SA students to take phonics tests, but teachers sound off in protest
More than 14,000 Year 1 students across South Australia will undergo checks from today to ascertain their basic phonics skills.
More than 14,000 Year 1 students across South Australia will undergo checks from today to ascertain their basic phonics skills, as the state attempts to arrest its declining literacy standards.
Until the end of this month, public primary school teachers will conduct one-on-one phonics-screening checks with students, testing them on their ability to discern the sounds that comprise words — an essential foundation skill for learning to read.
The check is based on a similar program rolled out in Britain six years ago. It has been strongly resisted by teachers’ unions, however, who have labelled it another “high-stakes” test based on the assumption that teachers are not assessing their students already.
SA, which lags other mainland states in most NAPLAN categories, is the first state to heed the federal government’s calls for nationwide phonics screening.

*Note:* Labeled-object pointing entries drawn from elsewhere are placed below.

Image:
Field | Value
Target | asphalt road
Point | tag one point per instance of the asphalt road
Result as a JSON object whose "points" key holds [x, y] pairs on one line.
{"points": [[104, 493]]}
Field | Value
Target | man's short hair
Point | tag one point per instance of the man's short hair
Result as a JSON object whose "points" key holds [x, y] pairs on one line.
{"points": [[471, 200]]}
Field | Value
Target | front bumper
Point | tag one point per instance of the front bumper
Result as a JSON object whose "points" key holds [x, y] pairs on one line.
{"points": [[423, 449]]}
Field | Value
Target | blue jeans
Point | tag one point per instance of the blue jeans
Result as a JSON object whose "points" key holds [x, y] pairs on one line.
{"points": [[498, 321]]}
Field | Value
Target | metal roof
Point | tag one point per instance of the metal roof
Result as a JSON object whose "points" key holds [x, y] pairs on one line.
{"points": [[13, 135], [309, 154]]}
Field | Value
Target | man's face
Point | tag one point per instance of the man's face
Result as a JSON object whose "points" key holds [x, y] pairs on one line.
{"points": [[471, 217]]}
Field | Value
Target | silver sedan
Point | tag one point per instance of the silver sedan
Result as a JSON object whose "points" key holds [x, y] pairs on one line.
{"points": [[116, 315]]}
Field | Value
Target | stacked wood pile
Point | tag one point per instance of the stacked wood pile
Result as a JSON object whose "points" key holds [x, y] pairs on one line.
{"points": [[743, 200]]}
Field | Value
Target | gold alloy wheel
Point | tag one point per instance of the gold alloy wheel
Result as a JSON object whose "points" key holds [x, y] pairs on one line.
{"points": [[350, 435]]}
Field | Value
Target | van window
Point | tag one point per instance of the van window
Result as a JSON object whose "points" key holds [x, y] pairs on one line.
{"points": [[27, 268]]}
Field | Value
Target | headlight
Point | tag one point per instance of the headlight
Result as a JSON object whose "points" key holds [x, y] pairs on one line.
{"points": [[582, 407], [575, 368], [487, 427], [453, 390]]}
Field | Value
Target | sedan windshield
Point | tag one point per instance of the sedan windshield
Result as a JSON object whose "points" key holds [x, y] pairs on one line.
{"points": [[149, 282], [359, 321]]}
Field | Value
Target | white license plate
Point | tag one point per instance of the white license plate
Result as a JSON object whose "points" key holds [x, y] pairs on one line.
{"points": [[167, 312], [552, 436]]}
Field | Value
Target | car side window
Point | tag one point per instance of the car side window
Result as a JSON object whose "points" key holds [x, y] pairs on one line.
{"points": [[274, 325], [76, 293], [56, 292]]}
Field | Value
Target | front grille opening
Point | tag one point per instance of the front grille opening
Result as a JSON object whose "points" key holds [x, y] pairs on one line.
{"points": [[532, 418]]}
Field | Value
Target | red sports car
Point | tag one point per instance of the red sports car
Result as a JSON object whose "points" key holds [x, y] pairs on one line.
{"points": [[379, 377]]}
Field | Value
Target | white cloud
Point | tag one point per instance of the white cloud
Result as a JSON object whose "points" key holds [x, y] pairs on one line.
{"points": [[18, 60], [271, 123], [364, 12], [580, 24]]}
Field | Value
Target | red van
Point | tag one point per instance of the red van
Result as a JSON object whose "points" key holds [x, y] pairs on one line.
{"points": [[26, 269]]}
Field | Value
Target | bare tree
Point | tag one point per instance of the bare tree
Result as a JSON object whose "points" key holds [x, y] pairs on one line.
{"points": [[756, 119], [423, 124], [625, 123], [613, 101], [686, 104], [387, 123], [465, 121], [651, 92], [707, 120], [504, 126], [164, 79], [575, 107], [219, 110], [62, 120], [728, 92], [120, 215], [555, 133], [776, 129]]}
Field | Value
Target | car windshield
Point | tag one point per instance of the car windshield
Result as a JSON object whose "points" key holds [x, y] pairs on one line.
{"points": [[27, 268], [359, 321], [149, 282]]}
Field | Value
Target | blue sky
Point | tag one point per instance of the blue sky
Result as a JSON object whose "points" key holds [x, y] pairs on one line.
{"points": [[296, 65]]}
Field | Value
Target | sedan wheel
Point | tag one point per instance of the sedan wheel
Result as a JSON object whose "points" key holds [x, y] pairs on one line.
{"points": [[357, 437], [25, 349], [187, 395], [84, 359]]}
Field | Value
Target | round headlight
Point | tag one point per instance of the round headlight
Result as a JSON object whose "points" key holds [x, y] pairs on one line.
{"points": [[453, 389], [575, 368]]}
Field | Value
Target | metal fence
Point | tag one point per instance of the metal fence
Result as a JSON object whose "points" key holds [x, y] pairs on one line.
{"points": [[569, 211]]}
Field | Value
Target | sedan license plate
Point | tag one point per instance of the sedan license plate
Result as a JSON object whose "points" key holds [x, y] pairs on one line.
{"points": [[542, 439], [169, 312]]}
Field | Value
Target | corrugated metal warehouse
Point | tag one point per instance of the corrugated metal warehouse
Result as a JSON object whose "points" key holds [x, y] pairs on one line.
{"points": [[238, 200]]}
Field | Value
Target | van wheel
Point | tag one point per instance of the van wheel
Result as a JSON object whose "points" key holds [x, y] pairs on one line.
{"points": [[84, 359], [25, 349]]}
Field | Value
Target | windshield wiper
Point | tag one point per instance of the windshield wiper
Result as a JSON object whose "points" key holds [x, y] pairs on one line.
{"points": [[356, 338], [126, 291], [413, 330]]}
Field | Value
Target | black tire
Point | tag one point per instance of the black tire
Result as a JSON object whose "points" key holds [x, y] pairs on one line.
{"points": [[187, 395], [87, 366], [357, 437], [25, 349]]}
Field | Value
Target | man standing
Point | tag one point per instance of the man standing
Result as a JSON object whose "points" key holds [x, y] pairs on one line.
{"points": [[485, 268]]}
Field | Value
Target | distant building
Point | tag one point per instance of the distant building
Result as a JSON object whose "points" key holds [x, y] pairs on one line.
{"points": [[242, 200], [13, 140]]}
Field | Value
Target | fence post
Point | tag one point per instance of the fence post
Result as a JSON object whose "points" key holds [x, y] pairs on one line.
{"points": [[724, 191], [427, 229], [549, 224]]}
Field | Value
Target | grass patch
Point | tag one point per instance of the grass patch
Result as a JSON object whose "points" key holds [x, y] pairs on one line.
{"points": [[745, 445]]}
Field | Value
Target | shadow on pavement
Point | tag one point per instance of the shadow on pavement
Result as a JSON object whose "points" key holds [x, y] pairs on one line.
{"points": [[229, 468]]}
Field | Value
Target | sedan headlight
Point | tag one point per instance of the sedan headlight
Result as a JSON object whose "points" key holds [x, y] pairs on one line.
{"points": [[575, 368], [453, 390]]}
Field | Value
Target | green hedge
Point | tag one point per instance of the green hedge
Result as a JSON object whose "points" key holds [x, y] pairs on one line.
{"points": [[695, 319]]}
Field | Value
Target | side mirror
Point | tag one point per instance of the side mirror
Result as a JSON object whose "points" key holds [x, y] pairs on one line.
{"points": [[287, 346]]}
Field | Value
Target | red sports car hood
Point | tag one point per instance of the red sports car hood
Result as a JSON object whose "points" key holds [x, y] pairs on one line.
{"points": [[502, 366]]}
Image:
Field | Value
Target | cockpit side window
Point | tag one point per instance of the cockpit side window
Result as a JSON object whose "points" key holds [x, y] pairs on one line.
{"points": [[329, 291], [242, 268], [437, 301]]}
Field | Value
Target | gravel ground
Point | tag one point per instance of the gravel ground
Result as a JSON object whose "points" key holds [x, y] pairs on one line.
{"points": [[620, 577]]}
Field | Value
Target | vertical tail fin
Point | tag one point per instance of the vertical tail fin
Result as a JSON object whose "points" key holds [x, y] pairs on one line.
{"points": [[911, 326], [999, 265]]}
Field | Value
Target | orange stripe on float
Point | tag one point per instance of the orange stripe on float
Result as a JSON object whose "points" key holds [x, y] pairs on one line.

Education Minister John Gardner said such screenings had been used in Britain since 2012, resulting in dramatic improvement across the education system.
“A strong start in literacy is the essential foundation upon which a student’s subsequent success is built, and we know that phonics is one of the ‘big six’ reading components and a foundational literacy skill,” Mr Gardner said.
“To improve our education system as a whole, we must put literacy first for all students.”
Explicit phonics instruction, which teaches children to break down words into simple sounds, and blend sounds to make words, is considered by researchers to be the most effective method of teaching children to read.
Despite this, its employment in schools varies as many teachers prefer a whole-language approach to teaching reading, where students pick up skills haphazardly in the context of a text. Any phonics instruction tends to be incidental.
A trail of the checks in SA last year found that on average, reception students (usually aged 5) were able to correctly identify just 11 out of 40 words, while the average score for Year 1 was 22 out of 40.
Words tested were a mix of real words — such as chin, deck, horn — and pseudo words — lig, mep, gax — which were chosen because they could not be read from memory and are considered a purer test of phonics ability.
Gilles Street Primary School principal Michael Bawden said he was pleased to be participating in the upcoming checks, which he expected would provide useful feedback to teachers regarding student literacy levels.
He said the school, in central Adelaide, had a strong focus on professional development to ensure its staff, such as reception and Year 1 teacher Evana Loucas, were able to deliver explicit systematic synthetic phonics instruction “as well as possible”.
“We don’t see it as a high-stakes test,” Mr Bawden said.
“The data collection will be used to help us find out where the children are at, and plan what it is we need to be teaching them next.”
Federal Education Minister Simon Birmingham said he was proud to have championed the checks and hoped other states and territories followed SA’s lead.